Here we first approximate \(\mathbf{s}^{(A)}\\) to be distributed according to \(\mathcal{N}\left(\frac{1}{4} \mathbf{1}, \frac{3}{16} I \right)\) . This approximation is reasonable as every co-ordinate of \(\mathbf{s}^{(A)}\\) can be modeled as Bernoulli\(\left(\frac{1}{4}\right) \\), and the Gaussian approximation is by matching the first and second moments of the Bernoulli.

Then we find the \(\hat{\mathbf{s}^{(A)}}\) such that \(\mathbb{E}[(\hat{\mathbf{s}^{(A)}}-\mathbf{s}^{(A)})^2]\) is minimized. In the standard setting when the support of \(\mathbf{s}^{(A)}\) is not restricted to be \(\{0,1\}\), this leads to \(\hat{\mathbf{s}^{(A)}}= \frac{3}{16} bQ^T\left( \frac{3}{16} b^2 QQ^T+\sigma^2 I\right)^{-1}\left(\mathbf{y}^{(A)} - \frac{1}{4}b Q \mathbf{1}\right) + \frac{1}{4}\mathbf{1}\ \\).

Hence the MMSE-based estimator used in this setting is

\[\hat{\mathbf{s}}^{(A)} = \mathbb{I}\left( \frac{3}{16} bQ^T\left( \frac{3}{16} b^2 QQ^T+\sigma^2 I\right)^{-1}\left(\mathbf{y}^{(A)} - \frac{1}{4}b Q \mathbf{1}\right) + \frac{1}{4}\mathbf{1} > \frac{1}{2}\right).\]

One drawback of this method is that it does not use the fact that \(\mathbf{s} \in \{0,1\}^{L}\) and the fact that for any co-ordinate \(i\) exactly one of \(\mathbf{s}^{(A)}(i), \ \mathbf{s}^{(C)}(i), \ \mathbf{s}^{(G)}(i), \ \mathbf{s}^{(T)}(i)\ \\) is equal to \(1\).

Maximum likelihood estimation

The maximum-likelihood estimator for this case would involve running the Viterbi algorithm.

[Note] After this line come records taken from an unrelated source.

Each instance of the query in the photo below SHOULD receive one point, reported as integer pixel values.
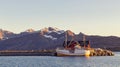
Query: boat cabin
(71, 44)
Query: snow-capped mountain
(6, 34)
(52, 33)
(50, 38)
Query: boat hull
(76, 52)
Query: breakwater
(93, 52)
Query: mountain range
(51, 38)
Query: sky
(92, 17)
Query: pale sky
(92, 17)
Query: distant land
(51, 38)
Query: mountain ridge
(51, 38)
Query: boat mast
(84, 40)
(66, 38)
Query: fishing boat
(74, 48)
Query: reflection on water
(52, 61)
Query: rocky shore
(93, 52)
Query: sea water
(53, 61)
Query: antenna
(84, 40)
(66, 38)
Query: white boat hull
(76, 52)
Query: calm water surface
(51, 61)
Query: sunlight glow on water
(51, 61)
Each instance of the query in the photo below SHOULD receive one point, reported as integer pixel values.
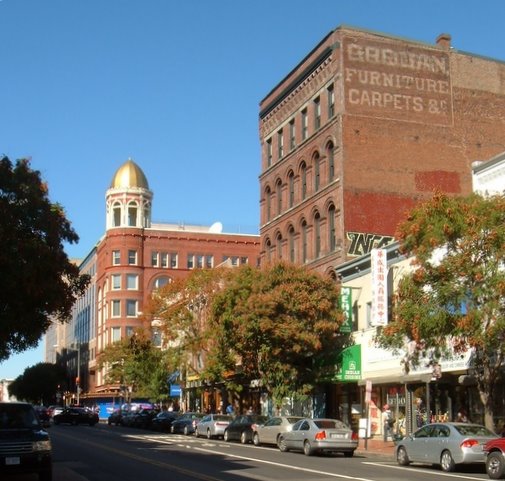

This basically involves solving

\[\hat{\mathbf{s}}^{(A)}=\min_{\mathbf{s} \in \{0,1\}^{L}} ||\mathbf{y}^{(A)}-Q\mathbf{s}||_2^2.\]

Unlike for the MMSE method, we no longer have a prior on \(\mathbf{s}\). Instead, we simply want to choose the \(\mathbf{s}\) that maximizes the likelihood of what we observe. The time complexity of the Viterbi algorithm is exponential in the recursion depth (which in here is the maximum |i-j| if there is non-zero probability of seeing light from base j at time i). In this setting, this is \(O(2^{L})\). A work-around this is to approximate each column of \(Q\) so that it is non-zero only in a \(w\) width band. This gives the run time of the maximum-likelihood to be \(O(2^{w}L)\). This is quite managable for \(w \le 10\).